Dustin Hoffman as a romantic lead? Clark Gable must be saying, "There goes the neighborhood!" But yes, there IS on-screen magic between Hoffman's "Harvey" and Emma Thompson's "Kate," who finally collide-after several near misses--in a bar where each has come to take the edge off the crappy day they've just had.
Harvey, who creates jingles for commercials--but whose job is hanging by a thread--is in London to attend his daughter's wedding, which carries with it an encounter with his ex-wife and the next-in-line guy she's settled down with. Both his ex AND his daughter come off as real turds in the beginning--and that speaks to the level of estrangement that exists better than any flashbacks could.
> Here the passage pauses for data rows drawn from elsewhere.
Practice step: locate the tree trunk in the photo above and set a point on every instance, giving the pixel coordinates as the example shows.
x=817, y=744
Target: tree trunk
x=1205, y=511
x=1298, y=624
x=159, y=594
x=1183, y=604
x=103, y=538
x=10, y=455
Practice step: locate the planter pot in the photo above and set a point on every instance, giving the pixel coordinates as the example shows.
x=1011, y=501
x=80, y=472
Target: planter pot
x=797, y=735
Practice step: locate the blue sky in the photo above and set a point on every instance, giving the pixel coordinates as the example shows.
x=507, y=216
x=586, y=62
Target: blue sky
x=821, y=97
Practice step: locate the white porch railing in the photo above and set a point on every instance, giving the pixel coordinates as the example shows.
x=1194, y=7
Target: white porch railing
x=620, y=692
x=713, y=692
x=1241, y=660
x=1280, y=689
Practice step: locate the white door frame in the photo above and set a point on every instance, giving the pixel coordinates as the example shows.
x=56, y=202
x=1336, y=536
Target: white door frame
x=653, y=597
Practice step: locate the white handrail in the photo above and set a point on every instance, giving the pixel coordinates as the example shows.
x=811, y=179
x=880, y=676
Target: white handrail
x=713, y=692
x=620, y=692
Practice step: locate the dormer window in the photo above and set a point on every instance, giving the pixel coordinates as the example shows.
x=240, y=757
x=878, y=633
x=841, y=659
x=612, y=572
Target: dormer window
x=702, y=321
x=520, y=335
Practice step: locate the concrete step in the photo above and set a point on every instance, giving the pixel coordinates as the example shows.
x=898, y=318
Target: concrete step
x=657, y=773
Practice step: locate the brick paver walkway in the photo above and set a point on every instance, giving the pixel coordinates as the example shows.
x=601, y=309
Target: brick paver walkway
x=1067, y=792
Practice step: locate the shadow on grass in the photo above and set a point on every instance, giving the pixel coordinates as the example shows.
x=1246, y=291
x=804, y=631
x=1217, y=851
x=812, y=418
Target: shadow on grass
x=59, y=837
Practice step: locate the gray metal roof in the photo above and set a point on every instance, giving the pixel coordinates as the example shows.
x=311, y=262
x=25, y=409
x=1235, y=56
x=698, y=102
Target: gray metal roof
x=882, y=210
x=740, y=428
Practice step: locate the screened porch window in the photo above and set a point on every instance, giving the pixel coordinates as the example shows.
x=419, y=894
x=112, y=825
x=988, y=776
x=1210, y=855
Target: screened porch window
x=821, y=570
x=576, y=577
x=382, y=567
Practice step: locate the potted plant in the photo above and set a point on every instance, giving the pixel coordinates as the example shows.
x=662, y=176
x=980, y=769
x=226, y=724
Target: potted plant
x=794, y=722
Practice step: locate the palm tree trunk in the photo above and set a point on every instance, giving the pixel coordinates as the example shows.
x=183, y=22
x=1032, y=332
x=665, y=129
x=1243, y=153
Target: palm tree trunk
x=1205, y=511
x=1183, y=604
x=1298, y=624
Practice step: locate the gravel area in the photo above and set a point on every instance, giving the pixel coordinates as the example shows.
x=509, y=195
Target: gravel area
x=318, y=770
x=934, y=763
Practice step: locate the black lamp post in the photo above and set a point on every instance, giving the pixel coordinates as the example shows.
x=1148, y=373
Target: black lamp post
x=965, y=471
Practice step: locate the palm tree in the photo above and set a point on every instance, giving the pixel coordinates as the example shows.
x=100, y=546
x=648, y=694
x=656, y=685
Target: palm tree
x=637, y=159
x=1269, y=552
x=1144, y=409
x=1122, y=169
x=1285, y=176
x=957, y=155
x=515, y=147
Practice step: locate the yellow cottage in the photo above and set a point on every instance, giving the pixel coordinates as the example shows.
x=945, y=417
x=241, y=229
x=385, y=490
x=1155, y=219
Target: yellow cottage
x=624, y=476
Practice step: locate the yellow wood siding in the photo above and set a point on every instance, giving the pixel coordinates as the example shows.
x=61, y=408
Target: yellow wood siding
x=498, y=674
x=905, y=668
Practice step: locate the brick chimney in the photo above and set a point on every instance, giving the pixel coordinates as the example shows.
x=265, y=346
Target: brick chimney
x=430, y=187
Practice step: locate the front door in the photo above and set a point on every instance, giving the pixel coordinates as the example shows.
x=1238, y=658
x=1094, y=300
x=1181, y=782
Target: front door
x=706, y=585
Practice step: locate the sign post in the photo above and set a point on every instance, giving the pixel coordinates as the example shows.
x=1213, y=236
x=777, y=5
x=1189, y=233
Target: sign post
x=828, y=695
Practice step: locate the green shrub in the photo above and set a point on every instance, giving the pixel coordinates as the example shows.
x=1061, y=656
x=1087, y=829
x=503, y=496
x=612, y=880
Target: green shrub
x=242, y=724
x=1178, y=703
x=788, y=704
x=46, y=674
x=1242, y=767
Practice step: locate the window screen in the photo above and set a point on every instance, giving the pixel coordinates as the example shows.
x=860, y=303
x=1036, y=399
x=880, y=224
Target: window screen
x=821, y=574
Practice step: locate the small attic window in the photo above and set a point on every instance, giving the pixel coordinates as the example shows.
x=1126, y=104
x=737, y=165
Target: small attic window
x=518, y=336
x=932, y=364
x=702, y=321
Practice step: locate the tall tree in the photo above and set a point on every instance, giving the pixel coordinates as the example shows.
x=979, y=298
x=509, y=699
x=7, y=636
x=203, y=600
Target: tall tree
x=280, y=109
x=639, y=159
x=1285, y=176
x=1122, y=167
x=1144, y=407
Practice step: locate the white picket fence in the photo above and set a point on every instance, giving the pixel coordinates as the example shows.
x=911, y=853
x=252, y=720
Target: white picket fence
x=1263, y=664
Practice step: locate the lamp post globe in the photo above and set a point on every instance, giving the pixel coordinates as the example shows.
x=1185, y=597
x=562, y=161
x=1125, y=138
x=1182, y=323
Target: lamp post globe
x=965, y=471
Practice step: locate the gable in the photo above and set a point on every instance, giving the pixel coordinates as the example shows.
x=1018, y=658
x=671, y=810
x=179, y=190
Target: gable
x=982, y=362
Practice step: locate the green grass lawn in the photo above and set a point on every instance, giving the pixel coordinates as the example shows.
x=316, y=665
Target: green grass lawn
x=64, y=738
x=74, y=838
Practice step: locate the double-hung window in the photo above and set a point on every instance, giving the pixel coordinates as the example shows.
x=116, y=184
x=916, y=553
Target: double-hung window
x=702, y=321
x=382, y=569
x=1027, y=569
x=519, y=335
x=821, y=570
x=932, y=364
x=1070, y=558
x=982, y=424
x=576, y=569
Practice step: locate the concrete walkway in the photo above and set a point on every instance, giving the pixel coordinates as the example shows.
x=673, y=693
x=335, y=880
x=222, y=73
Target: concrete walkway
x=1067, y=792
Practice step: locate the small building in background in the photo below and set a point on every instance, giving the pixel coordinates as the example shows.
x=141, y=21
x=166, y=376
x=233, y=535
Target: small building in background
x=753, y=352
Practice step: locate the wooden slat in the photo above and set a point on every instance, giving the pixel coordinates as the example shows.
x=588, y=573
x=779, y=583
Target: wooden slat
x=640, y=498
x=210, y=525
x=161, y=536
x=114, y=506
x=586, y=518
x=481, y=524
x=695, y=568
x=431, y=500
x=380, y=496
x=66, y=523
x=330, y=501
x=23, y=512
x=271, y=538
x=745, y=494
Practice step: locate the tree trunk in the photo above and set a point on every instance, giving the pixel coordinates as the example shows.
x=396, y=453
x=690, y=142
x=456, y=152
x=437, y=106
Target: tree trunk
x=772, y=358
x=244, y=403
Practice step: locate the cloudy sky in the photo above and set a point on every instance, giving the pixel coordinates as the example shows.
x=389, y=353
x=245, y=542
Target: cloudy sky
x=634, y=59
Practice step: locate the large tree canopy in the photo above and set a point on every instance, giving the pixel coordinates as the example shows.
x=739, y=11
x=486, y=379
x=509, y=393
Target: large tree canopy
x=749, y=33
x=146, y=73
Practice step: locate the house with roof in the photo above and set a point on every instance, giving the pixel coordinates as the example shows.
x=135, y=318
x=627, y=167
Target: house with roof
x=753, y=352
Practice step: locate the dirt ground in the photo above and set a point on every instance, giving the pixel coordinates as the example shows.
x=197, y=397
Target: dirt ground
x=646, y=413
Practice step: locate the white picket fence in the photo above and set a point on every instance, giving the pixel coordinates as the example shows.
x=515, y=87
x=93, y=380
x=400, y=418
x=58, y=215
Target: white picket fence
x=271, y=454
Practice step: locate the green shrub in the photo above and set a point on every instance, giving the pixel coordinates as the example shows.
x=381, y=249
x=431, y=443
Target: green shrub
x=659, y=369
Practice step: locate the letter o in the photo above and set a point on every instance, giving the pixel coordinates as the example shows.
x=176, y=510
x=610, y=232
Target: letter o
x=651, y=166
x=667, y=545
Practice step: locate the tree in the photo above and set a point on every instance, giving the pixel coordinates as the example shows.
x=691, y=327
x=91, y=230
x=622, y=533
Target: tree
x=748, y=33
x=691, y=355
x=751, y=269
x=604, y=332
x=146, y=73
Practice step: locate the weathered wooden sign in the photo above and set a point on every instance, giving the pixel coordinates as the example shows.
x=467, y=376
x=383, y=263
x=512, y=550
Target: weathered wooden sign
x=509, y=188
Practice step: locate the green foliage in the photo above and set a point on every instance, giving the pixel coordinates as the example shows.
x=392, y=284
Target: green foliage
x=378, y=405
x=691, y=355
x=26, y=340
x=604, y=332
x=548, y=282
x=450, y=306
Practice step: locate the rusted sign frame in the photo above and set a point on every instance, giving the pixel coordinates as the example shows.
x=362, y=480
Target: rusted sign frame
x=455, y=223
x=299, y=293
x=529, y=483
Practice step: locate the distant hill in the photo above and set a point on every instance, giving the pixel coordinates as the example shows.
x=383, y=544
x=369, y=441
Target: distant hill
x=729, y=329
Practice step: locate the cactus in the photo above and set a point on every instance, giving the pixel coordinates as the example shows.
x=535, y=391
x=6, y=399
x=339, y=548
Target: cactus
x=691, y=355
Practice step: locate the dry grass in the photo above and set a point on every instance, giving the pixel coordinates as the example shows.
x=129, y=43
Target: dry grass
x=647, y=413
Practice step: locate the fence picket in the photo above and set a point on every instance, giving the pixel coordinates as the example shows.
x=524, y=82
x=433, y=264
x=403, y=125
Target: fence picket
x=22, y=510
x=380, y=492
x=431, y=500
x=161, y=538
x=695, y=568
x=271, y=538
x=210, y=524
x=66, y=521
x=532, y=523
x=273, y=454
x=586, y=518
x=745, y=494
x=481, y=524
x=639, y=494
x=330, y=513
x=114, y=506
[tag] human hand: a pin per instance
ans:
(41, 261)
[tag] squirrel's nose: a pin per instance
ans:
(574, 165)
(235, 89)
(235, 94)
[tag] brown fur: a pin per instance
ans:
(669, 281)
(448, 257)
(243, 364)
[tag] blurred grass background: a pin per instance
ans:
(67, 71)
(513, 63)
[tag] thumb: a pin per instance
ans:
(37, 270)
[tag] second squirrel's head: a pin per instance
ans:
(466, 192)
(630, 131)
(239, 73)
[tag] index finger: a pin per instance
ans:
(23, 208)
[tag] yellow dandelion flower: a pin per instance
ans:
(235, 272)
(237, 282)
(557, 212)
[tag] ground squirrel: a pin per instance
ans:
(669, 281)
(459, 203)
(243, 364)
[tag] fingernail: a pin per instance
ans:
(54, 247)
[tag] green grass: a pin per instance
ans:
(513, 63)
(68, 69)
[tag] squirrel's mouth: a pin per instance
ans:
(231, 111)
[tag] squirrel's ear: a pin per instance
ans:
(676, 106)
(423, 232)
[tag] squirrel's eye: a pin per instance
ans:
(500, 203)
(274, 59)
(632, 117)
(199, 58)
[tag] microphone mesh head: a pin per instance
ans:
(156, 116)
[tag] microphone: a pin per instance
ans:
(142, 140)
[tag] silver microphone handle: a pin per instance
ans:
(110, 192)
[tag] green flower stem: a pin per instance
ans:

We immediately feel for Harvey, who seems like a decent but hapless sort who gets less respect than Rodney Dangerfield.
Kate is a lonely Londoner who is ripe for picking--even though romantic involvement is something she normally resists because, heaven forbid, it might make her feel like she's alive!
It appears that each of them might just have enough left in the tank for one more go at the romance game--IF they can survive the inevitable plot complications that are headed their way.
There's a cute little subplot involving Kate's seventy-something mom (or mum, we should say) and the sweaty new neighbor guy she's got the hots for...and mum's the word on the rest of this plot synopsis!
The music soundtrack by Dickon Hinchliffe (which can often make or break a film, in my opinion) is appropriately tender and sweet.
Last Chance Harvey hasn't gotten a whole lot of buzz, (but just like Elizabeth Perkins-- who thirty or forty years from now will be regarded as the Donna Reed of the 80's and 90's...she has that "certain something" that will be appreciated more by future generations) this movie will one day be thought of as one of the better representations of Hoffman's body of work.